Medically, cannabinoids from cannabis are being used to alleviate the nausea and vomiting that accompany chemotherapy for cancer; the involuntary weight loss (anorexia) and resultant malnutrition (cachexia) associated with HIV/AIDS; and the chronic neuropathic pain, stiff muscles and spasms experienced by those with multiple sclerosis and spinal cord injuries.

Many such therapeutic indications were discovered through the personal experiences of patients. But as more formal, academic research on cannabis paves the way for doctors to prescribe cannabinoid therapies for other illnesses, societies will also have to grapple with the emerging legal and ethical issues related to using marijuana.

Meanwhile, further studies must be conducted to identify any currently unknown risks associated with the medical use of cannabis.

A recent report, published in Pharmacy and Therapeutics, a peer-reviewed journal for managed care and hospital management, noted that health care providers will also need to figure out how to deal with these developments.

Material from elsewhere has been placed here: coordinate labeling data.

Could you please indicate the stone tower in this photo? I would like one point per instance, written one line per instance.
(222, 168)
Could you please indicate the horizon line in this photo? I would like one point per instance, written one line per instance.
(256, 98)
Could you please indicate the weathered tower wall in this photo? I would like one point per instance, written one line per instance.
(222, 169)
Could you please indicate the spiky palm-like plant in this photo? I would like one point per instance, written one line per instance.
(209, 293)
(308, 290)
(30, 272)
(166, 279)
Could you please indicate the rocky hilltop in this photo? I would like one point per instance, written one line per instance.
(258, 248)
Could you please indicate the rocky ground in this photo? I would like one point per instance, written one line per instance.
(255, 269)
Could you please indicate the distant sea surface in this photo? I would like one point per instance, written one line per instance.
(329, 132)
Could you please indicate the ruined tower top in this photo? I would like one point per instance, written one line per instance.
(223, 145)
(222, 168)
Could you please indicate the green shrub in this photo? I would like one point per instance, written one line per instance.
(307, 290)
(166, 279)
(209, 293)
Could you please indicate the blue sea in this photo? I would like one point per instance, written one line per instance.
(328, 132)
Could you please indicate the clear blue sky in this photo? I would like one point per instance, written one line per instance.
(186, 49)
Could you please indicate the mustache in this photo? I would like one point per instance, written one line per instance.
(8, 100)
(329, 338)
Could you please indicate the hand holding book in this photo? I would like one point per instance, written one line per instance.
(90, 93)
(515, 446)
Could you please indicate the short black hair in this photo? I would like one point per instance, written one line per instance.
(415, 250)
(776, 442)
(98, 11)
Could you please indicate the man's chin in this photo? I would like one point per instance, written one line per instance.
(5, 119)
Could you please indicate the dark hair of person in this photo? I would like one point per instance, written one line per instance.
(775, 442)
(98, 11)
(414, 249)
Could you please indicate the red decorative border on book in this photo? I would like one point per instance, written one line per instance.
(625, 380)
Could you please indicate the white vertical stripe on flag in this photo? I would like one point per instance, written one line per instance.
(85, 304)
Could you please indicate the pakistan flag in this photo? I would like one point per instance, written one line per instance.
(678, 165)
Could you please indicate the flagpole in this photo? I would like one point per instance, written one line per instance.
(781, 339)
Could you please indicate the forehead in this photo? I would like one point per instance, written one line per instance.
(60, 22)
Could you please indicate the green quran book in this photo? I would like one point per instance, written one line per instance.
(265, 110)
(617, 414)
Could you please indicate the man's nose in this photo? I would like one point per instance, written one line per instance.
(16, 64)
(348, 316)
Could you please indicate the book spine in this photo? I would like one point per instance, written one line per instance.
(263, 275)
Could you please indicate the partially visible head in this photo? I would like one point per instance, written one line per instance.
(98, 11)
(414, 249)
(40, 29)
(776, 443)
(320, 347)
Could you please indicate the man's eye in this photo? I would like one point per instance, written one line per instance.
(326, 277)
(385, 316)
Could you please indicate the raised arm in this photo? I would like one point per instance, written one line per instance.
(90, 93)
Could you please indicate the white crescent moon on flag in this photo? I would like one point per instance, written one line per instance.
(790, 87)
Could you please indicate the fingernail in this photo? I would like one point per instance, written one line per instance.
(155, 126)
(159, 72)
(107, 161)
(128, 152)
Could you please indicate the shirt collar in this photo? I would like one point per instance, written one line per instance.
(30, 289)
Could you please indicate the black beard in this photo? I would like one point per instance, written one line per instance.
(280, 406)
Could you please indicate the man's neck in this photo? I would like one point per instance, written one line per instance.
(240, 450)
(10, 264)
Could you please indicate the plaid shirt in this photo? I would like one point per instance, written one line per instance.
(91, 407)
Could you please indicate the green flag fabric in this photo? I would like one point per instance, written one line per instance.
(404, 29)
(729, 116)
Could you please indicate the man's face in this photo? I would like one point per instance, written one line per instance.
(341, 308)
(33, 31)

“Ultimately, as the medicinal cannabis landscape continues to evolve, hospitals, acute care facilities, clinics, hospices and long-term care centers need to consider the implications, address logistical concerns and explore the feasibility of permitting patient access to this treatment,” scientists stressed.

Marijuana Prescriptions

A brief medical history of cannabis as medicine

Cannabis seeds and oil were used as food in China as far back as 6000 BCE. In 2737 BCE, Emperor Shen Neng of China consumed the plant as medicine, marking the first recorded such use. And in his encyclopedia Natural History, completed in the year 77 CE, the Roman philosopher and author Pliny the Elder cited the analgesic effects of cannabis.

Much later, in 1800, marijuana plantations flourished in America’s Southern states, including Mississippi, Georgia, South Carolina and Kentucky. In 1840, medicines made with a cannabis base were easily available.

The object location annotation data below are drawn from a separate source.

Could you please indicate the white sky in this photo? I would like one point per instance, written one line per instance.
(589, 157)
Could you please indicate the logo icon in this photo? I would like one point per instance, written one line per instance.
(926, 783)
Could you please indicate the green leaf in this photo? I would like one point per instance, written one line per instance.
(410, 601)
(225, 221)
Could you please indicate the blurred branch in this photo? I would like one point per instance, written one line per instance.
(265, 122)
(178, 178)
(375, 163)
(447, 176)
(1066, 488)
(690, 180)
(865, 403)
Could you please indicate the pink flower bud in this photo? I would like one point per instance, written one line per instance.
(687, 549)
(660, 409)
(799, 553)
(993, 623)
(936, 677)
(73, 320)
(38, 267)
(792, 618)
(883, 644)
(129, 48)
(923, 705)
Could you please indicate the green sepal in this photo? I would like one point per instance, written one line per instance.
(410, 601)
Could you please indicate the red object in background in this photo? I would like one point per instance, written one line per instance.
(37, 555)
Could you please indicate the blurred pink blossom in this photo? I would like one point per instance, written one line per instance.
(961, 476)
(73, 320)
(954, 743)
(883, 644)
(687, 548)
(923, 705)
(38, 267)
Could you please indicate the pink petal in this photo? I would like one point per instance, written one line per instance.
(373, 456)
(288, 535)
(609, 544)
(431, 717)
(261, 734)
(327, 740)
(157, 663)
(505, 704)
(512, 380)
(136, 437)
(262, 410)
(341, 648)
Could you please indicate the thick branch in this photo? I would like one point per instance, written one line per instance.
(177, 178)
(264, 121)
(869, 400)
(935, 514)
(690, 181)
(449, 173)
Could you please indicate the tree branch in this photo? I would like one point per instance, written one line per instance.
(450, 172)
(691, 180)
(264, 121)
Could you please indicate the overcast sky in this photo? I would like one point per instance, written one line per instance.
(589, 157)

Until 1915—shortly after the Harrison Act of 1914 criminalized the use of marijuana—the medicine could be purchased in pharmacies.

Then, in 1919, Congress ratified the 18th Amendment of the U.S Constitution, which banned alcohol and triggered a rise in the manufacture and sale of marijuana as people sought an alternative recreational drug to liquor.

In 1936, the propaganda film Reefer Madness attempted to stop American youth from smoking pot by using scare tactics. One year later, Congress passed legislation that criminalized the drug.

Interestingly, in 1942 scientists working for the Office of Strategic Services, the precursor to the CIA, laced cigarettes with cannabis and administered the drug as a truth serum to prisoners of war during interrogations.

Finally, in 1976, a federal government research program allowed some patients to receive nine pounds of marijuana from the government for medical use. Twenty years after that, California became the first state to legalize medical marijuana again for people with AIDS, cancer and other life-altering illnesses. A number of other states followed.